A gentleman by the name of Jeffrey Carr that happens to have a security blog managed to unearth the fact that the now infamous Dual EC DRBG security algorithm used by the NSA is in fact owned by a Blackberry Subsidiary. In his blog post, he gives a slight explanation about the algorithm itself and the fact that the NIST had recommended that algorithm for some time until it had been put into question by the Snowden documents.
As you can see from the patent document itself, Certicom, a subsidiary of Blackberry, holds the patent and actually filed for the patent back in 2006 and was eventually granted it in 2013. Although, to be fair to Blackberry, they acquired the company in 2009, well after Certicom had already implemented the NSA algorithm and filed for a patent under their name.
He also points out that according to the NIST there is a very long list of companies, including Blackberry that have implemented this algorithm in their software for security. These companies include Microsoft, Certicom, RSA, Cisco, Juniper Networks, McAfee, Symantec, Samsung, Lancope, SafeLogic, GE Healthcare, Thales eSecurity, Panzura, Catbird Networks, ARX, Kony, CoCo Communications, Riverbed Technology, The OpenSSL Foundation, Certicom, and Mocana.
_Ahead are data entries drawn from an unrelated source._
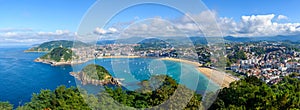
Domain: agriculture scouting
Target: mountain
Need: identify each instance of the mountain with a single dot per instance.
(48, 46)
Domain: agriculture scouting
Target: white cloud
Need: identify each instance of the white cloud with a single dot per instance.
(56, 33)
(209, 24)
(101, 31)
(282, 17)
(13, 36)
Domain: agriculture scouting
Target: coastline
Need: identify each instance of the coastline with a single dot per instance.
(211, 74)
(220, 78)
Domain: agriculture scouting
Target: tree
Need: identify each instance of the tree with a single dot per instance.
(6, 106)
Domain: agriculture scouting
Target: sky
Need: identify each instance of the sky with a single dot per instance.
(34, 21)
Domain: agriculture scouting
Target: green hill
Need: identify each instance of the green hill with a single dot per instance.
(96, 72)
(59, 55)
(48, 46)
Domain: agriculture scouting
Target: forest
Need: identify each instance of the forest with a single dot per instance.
(248, 93)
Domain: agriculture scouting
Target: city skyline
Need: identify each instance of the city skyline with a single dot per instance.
(36, 21)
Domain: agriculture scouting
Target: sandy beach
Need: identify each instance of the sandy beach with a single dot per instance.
(221, 78)
(119, 57)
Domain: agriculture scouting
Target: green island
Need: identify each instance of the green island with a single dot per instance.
(247, 93)
(57, 56)
(48, 46)
(96, 75)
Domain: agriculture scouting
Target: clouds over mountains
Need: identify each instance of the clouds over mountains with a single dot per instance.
(208, 23)
(30, 36)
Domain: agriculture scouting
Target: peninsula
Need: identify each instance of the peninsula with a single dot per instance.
(96, 75)
(58, 56)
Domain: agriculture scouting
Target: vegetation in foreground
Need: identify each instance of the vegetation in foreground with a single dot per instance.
(248, 93)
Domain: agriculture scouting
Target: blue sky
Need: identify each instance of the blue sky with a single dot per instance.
(44, 15)
(32, 21)
(238, 8)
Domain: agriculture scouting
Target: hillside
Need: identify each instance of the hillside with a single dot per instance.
(96, 75)
(58, 56)
(96, 72)
(48, 46)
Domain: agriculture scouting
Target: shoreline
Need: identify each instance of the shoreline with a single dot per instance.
(211, 74)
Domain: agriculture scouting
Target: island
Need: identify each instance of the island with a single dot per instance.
(96, 75)
(58, 56)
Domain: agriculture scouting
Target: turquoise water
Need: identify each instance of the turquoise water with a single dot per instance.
(20, 76)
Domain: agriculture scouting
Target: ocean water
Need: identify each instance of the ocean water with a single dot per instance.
(20, 76)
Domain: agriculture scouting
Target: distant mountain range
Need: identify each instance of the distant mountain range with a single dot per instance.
(203, 40)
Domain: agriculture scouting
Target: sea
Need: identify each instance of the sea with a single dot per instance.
(20, 76)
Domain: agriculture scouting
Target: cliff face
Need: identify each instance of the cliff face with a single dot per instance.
(96, 75)
(57, 56)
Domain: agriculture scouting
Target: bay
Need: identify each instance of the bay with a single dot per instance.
(20, 76)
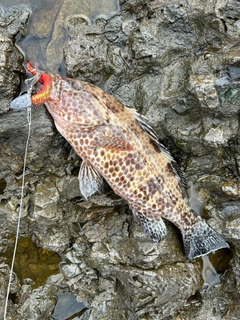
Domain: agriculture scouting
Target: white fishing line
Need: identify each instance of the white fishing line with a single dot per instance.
(20, 211)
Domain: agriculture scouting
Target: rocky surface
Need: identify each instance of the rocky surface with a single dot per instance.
(178, 63)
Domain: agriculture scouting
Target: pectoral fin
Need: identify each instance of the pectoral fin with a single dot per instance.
(154, 227)
(89, 179)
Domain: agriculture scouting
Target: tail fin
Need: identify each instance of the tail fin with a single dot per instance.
(201, 240)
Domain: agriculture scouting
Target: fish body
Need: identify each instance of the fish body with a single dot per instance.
(116, 143)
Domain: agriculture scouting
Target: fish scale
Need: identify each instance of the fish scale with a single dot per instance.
(117, 143)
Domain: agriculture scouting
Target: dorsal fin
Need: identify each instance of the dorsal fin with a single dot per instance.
(144, 124)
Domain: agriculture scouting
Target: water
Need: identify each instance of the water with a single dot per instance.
(47, 32)
(32, 262)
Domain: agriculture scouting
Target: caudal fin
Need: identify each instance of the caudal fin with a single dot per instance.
(202, 240)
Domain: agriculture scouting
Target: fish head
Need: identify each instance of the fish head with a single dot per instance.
(69, 101)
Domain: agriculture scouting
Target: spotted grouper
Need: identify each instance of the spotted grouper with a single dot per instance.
(117, 143)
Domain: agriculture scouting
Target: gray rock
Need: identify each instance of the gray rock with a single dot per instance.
(177, 62)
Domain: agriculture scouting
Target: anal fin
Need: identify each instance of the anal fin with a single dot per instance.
(89, 178)
(153, 226)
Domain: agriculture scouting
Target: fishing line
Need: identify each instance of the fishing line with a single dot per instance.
(20, 211)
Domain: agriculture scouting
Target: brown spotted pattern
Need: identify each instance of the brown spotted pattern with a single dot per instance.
(107, 134)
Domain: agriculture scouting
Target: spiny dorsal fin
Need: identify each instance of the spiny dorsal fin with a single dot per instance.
(144, 124)
(113, 143)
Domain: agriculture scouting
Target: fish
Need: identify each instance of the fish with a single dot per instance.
(118, 144)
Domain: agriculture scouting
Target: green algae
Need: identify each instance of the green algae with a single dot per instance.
(32, 262)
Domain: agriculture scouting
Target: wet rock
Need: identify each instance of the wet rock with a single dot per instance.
(177, 62)
(12, 24)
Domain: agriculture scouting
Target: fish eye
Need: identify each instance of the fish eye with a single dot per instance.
(76, 85)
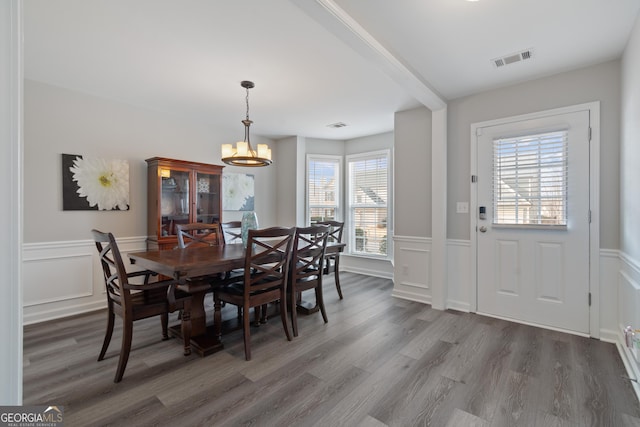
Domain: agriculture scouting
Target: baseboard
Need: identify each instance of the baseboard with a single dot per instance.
(411, 296)
(459, 306)
(58, 313)
(629, 364)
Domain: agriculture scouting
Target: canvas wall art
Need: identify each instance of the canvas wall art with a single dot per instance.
(90, 183)
(237, 192)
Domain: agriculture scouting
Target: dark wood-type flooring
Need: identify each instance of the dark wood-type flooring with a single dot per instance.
(380, 361)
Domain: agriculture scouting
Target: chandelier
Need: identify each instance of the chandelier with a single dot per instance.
(243, 153)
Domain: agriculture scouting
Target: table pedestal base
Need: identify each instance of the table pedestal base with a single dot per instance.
(204, 344)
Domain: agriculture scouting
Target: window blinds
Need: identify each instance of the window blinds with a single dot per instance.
(368, 198)
(322, 188)
(530, 179)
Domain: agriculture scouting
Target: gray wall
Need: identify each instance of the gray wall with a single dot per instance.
(597, 83)
(630, 148)
(412, 179)
(61, 121)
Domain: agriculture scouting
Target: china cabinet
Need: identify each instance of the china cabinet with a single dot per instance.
(180, 192)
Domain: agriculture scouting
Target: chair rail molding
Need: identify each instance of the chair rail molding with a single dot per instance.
(64, 278)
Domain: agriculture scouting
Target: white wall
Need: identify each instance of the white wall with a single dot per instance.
(412, 178)
(597, 83)
(61, 277)
(630, 149)
(11, 208)
(629, 275)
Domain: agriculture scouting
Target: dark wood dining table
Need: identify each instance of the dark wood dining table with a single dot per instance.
(186, 266)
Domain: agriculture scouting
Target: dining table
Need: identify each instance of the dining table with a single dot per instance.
(187, 266)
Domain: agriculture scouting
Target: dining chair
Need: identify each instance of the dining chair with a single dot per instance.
(133, 302)
(232, 231)
(306, 270)
(266, 269)
(332, 261)
(199, 234)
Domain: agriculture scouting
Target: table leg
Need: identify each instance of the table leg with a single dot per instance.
(205, 339)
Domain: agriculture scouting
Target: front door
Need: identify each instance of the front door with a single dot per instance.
(532, 227)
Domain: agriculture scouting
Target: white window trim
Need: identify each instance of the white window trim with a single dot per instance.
(339, 199)
(347, 204)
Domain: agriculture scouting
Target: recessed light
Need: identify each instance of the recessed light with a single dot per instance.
(337, 125)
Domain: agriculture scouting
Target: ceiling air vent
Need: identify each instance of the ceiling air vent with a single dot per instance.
(512, 58)
(337, 125)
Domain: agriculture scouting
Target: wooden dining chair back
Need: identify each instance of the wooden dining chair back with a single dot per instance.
(266, 269)
(132, 301)
(232, 232)
(307, 263)
(332, 261)
(199, 234)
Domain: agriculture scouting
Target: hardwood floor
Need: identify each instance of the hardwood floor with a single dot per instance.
(380, 361)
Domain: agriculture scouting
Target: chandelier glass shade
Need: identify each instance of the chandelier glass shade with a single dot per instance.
(243, 154)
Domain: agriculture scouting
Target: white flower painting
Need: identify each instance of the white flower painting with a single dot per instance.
(237, 192)
(94, 183)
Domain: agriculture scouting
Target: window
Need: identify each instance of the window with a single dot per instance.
(323, 188)
(530, 180)
(368, 198)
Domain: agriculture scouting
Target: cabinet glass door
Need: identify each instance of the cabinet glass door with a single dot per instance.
(174, 201)
(208, 198)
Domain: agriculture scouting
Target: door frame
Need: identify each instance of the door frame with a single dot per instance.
(594, 203)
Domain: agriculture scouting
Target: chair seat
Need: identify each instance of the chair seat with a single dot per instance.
(132, 301)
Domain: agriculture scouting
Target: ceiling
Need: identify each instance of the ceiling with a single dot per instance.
(314, 62)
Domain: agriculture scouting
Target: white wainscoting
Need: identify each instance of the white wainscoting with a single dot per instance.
(367, 266)
(412, 268)
(628, 303)
(63, 279)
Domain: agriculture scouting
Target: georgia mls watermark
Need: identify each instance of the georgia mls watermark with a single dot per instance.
(31, 416)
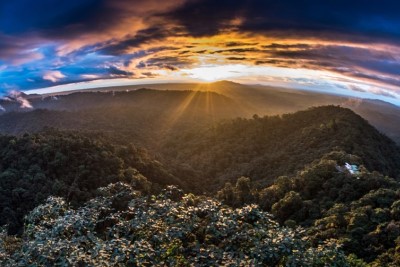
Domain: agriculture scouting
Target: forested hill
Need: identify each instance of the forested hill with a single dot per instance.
(293, 168)
(265, 148)
(69, 165)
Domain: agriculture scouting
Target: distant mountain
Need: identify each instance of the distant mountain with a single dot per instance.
(247, 100)
(264, 148)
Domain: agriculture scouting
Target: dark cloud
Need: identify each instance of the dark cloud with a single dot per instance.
(233, 44)
(114, 71)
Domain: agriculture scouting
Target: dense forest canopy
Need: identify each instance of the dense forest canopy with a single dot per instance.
(288, 169)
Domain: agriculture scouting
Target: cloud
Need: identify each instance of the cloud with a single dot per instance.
(53, 76)
(17, 96)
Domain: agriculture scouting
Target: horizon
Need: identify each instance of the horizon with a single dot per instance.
(341, 48)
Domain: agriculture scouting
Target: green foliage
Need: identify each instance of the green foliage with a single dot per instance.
(265, 148)
(159, 231)
(70, 165)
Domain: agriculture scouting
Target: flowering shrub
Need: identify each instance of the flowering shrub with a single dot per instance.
(123, 228)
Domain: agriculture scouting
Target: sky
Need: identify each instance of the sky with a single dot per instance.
(345, 47)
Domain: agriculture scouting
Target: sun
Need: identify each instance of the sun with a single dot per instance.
(215, 73)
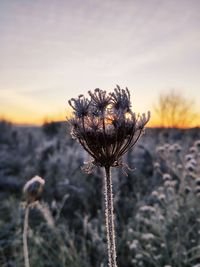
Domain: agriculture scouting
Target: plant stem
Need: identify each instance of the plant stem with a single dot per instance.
(25, 233)
(110, 228)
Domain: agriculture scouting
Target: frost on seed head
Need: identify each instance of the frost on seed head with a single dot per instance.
(105, 125)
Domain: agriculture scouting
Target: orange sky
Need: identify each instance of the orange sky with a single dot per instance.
(52, 51)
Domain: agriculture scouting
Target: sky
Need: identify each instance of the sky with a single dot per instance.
(53, 50)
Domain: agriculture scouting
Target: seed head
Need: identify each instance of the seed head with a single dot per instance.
(105, 125)
(33, 189)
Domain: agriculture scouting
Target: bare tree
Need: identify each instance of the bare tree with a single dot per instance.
(174, 110)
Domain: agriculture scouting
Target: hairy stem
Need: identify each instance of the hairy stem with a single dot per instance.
(25, 233)
(110, 228)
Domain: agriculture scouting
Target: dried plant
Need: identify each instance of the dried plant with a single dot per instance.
(106, 127)
(32, 190)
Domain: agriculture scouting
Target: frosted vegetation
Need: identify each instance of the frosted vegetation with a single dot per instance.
(156, 205)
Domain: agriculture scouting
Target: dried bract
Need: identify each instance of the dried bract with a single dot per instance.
(105, 125)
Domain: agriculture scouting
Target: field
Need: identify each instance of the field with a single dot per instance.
(157, 211)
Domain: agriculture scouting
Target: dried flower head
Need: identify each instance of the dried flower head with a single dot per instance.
(105, 125)
(33, 189)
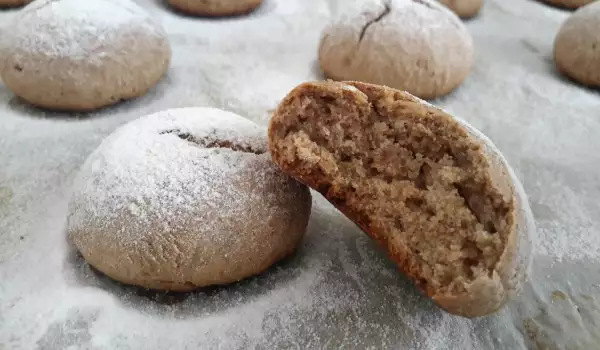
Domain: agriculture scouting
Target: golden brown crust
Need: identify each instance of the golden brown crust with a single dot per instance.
(371, 45)
(485, 294)
(568, 4)
(216, 8)
(464, 8)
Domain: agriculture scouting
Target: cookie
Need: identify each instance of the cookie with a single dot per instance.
(568, 4)
(185, 198)
(13, 3)
(577, 46)
(432, 190)
(463, 8)
(76, 55)
(215, 8)
(418, 46)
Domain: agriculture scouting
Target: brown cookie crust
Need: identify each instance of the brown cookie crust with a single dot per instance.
(413, 178)
(215, 8)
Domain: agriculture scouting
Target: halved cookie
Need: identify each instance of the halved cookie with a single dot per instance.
(432, 190)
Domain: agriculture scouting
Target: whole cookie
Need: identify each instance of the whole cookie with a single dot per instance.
(577, 46)
(14, 3)
(463, 8)
(569, 4)
(185, 198)
(415, 45)
(431, 189)
(82, 55)
(216, 8)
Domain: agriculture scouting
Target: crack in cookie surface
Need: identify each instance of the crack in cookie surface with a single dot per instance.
(386, 11)
(212, 142)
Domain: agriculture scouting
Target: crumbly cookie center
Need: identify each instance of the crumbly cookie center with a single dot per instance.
(417, 181)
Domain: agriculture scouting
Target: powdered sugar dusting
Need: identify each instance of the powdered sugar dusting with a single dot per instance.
(339, 290)
(147, 169)
(185, 196)
(77, 29)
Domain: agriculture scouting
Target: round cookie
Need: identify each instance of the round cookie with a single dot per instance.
(185, 198)
(463, 8)
(215, 8)
(77, 55)
(415, 45)
(431, 189)
(568, 4)
(14, 3)
(577, 46)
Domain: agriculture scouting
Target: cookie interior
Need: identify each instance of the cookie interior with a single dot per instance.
(407, 173)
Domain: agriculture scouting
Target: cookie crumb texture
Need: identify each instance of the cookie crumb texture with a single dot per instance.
(408, 174)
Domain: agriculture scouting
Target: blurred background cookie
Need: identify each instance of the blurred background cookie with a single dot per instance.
(463, 8)
(82, 55)
(577, 46)
(215, 8)
(569, 4)
(417, 46)
(13, 3)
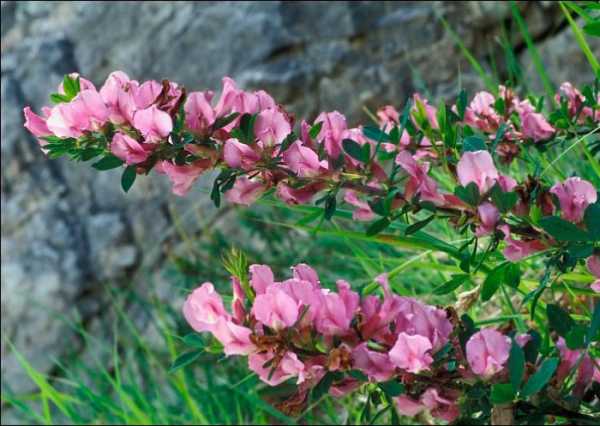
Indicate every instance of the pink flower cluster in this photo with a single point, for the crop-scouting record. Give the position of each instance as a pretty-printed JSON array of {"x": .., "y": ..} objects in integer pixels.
[
  {"x": 296, "y": 329},
  {"x": 252, "y": 136}
]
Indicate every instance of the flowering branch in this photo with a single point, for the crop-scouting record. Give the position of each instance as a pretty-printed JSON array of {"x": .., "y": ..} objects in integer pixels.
[{"x": 420, "y": 357}]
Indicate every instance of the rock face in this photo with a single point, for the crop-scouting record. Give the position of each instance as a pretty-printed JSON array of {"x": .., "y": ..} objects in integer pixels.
[{"x": 66, "y": 230}]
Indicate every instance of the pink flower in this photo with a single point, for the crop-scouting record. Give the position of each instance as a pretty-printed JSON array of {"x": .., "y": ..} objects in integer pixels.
[
  {"x": 507, "y": 184},
  {"x": 183, "y": 177},
  {"x": 117, "y": 94},
  {"x": 388, "y": 117},
  {"x": 481, "y": 114},
  {"x": 574, "y": 195},
  {"x": 477, "y": 167},
  {"x": 363, "y": 211},
  {"x": 128, "y": 149},
  {"x": 408, "y": 407},
  {"x": 146, "y": 94},
  {"x": 574, "y": 97},
  {"x": 420, "y": 182},
  {"x": 245, "y": 191},
  {"x": 337, "y": 310},
  {"x": 535, "y": 126},
  {"x": 517, "y": 249},
  {"x": 586, "y": 372},
  {"x": 344, "y": 387},
  {"x": 305, "y": 273},
  {"x": 331, "y": 132},
  {"x": 261, "y": 277},
  {"x": 275, "y": 308},
  {"x": 84, "y": 84},
  {"x": 153, "y": 123},
  {"x": 203, "y": 308},
  {"x": 488, "y": 217},
  {"x": 522, "y": 339},
  {"x": 239, "y": 155},
  {"x": 273, "y": 375},
  {"x": 593, "y": 264},
  {"x": 234, "y": 338},
  {"x": 36, "y": 125},
  {"x": 297, "y": 195},
  {"x": 375, "y": 365},
  {"x": 271, "y": 127},
  {"x": 305, "y": 294},
  {"x": 441, "y": 408},
  {"x": 416, "y": 318},
  {"x": 85, "y": 112},
  {"x": 303, "y": 161},
  {"x": 430, "y": 111},
  {"x": 237, "y": 303},
  {"x": 199, "y": 113},
  {"x": 487, "y": 352},
  {"x": 411, "y": 353}
]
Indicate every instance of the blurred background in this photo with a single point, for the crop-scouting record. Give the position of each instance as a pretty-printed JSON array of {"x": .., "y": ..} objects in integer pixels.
[{"x": 92, "y": 279}]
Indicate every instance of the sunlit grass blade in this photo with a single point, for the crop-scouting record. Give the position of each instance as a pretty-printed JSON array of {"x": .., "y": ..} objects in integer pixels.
[
  {"x": 583, "y": 45},
  {"x": 483, "y": 74},
  {"x": 533, "y": 51}
]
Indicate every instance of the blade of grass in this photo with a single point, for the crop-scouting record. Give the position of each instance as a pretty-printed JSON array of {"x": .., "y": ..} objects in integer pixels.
[
  {"x": 490, "y": 84},
  {"x": 533, "y": 51},
  {"x": 585, "y": 48}
]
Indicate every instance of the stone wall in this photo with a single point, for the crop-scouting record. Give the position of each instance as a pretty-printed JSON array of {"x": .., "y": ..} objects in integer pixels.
[{"x": 66, "y": 230}]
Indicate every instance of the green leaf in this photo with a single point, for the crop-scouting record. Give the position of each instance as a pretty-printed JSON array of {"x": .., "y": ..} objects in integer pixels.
[
  {"x": 559, "y": 320},
  {"x": 53, "y": 139},
  {"x": 592, "y": 334},
  {"x": 411, "y": 229},
  {"x": 576, "y": 337},
  {"x": 194, "y": 340},
  {"x": 185, "y": 359},
  {"x": 128, "y": 177},
  {"x": 287, "y": 142},
  {"x": 215, "y": 194},
  {"x": 516, "y": 365},
  {"x": 378, "y": 226},
  {"x": 452, "y": 284},
  {"x": 500, "y": 106},
  {"x": 356, "y": 151},
  {"x": 502, "y": 393},
  {"x": 504, "y": 201},
  {"x": 512, "y": 275},
  {"x": 330, "y": 206},
  {"x": 57, "y": 98},
  {"x": 532, "y": 347},
  {"x": 492, "y": 282},
  {"x": 324, "y": 384},
  {"x": 468, "y": 194},
  {"x": 592, "y": 221},
  {"x": 392, "y": 388},
  {"x": 540, "y": 378},
  {"x": 461, "y": 103},
  {"x": 376, "y": 134},
  {"x": 247, "y": 127},
  {"x": 358, "y": 375},
  {"x": 108, "y": 162},
  {"x": 224, "y": 121},
  {"x": 395, "y": 135},
  {"x": 71, "y": 86},
  {"x": 562, "y": 230},
  {"x": 592, "y": 28},
  {"x": 315, "y": 130},
  {"x": 473, "y": 143}
]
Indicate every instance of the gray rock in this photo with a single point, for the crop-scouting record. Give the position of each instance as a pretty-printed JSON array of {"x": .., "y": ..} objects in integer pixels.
[{"x": 66, "y": 229}]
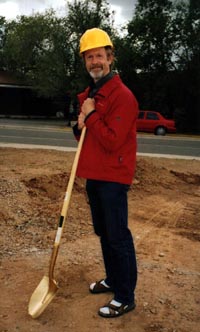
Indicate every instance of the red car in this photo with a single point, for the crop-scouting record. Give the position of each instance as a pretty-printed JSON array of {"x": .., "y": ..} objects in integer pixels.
[{"x": 154, "y": 122}]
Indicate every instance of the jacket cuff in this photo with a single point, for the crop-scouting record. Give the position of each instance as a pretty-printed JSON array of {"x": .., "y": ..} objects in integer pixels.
[{"x": 87, "y": 116}]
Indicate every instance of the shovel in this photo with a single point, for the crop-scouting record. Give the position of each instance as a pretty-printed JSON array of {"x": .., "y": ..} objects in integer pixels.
[{"x": 47, "y": 288}]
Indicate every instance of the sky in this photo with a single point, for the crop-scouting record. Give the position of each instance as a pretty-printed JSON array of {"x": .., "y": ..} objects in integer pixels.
[{"x": 11, "y": 8}]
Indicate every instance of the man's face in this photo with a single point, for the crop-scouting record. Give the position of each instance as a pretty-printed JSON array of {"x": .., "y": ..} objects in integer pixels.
[{"x": 97, "y": 62}]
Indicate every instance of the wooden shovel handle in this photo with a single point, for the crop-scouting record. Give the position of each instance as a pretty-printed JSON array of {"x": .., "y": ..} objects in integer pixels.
[{"x": 66, "y": 204}]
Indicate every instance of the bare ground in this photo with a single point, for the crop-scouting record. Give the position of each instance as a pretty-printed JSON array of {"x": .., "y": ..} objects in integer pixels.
[{"x": 164, "y": 217}]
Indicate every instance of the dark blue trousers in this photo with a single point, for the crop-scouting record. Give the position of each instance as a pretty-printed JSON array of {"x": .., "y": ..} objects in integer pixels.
[{"x": 108, "y": 203}]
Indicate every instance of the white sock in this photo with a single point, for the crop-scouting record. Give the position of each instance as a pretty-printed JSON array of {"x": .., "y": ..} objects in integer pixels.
[
  {"x": 102, "y": 282},
  {"x": 106, "y": 310}
]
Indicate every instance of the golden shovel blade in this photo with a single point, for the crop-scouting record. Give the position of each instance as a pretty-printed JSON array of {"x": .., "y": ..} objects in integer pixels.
[{"x": 42, "y": 296}]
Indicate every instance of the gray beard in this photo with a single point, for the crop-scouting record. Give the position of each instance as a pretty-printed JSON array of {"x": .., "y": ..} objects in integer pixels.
[{"x": 96, "y": 76}]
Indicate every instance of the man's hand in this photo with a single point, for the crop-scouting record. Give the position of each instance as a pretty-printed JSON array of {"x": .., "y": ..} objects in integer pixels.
[
  {"x": 88, "y": 106},
  {"x": 81, "y": 119}
]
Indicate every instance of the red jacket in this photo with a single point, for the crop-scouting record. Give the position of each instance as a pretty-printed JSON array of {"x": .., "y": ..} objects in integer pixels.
[{"x": 109, "y": 148}]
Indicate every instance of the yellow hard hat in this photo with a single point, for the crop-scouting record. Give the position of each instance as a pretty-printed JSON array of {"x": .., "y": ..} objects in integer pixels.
[{"x": 94, "y": 38}]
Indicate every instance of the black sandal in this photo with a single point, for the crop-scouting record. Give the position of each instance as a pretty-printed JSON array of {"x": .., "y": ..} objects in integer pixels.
[
  {"x": 100, "y": 288},
  {"x": 116, "y": 311}
]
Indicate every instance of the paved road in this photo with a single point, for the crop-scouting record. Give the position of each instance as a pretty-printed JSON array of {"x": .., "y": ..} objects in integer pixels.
[{"x": 56, "y": 134}]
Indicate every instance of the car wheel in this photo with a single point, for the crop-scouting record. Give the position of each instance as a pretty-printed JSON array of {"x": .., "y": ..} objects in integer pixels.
[{"x": 160, "y": 131}]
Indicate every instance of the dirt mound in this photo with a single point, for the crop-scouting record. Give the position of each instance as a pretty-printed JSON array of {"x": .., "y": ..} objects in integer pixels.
[{"x": 164, "y": 214}]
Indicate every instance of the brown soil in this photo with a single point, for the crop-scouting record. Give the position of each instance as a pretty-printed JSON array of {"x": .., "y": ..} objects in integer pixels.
[{"x": 164, "y": 217}]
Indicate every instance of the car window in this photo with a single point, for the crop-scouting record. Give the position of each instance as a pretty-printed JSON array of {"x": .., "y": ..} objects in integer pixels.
[
  {"x": 141, "y": 115},
  {"x": 152, "y": 116}
]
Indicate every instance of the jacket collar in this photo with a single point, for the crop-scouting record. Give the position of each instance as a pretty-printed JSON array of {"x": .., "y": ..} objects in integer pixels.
[{"x": 94, "y": 87}]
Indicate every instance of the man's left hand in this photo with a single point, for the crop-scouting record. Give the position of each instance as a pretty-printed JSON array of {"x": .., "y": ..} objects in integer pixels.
[{"x": 88, "y": 106}]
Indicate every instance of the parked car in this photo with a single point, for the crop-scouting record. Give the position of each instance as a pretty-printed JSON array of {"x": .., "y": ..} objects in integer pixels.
[{"x": 154, "y": 122}]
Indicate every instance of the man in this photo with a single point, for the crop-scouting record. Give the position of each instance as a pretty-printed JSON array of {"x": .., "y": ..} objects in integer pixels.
[{"x": 109, "y": 110}]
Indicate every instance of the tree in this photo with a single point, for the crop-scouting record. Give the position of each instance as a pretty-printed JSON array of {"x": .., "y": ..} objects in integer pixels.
[{"x": 36, "y": 49}]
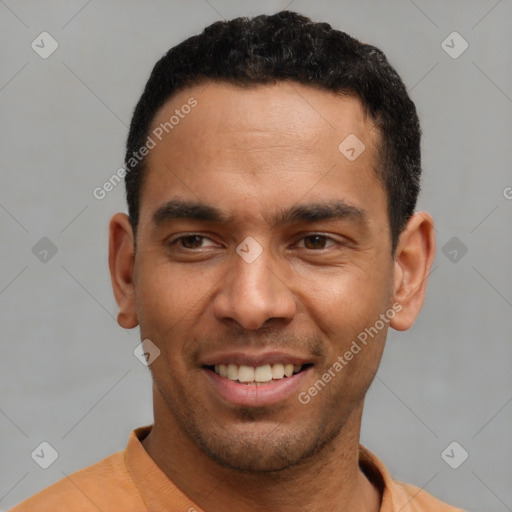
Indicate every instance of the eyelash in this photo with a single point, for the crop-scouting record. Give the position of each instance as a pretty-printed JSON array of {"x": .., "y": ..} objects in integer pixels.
[{"x": 176, "y": 240}]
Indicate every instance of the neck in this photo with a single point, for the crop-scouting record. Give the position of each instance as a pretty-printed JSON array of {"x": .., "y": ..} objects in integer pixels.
[{"x": 329, "y": 480}]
It may be interesting to see how Blackberry addresses this issue and whether or not they can shine more light on the problem and explain why they are using a potentially flawed product. This would also potentially mean that all of Blackberry’s ‘secure’ products utilizing this algorithm aren’t really secure as Blackberry would lead you to believe. This includes Blackberry 10 OS and Blackberry 10 Enterprise Service, BBSWS and Blackberry Tablets. This would lead one to believe that any and all of Blackberry’s latest smartphones and tablets are essentially hackable by the NSA (or anyone that can utilize this vulnerability) based on Snowden’s documents and the advisory put out by the RSA.
I’m not sure what’s more damaging, the fact that Blackberry’s own company is the holder of this patent or that they implemented it in their own products and inadvertently made their own ‘secure’ products more insecure.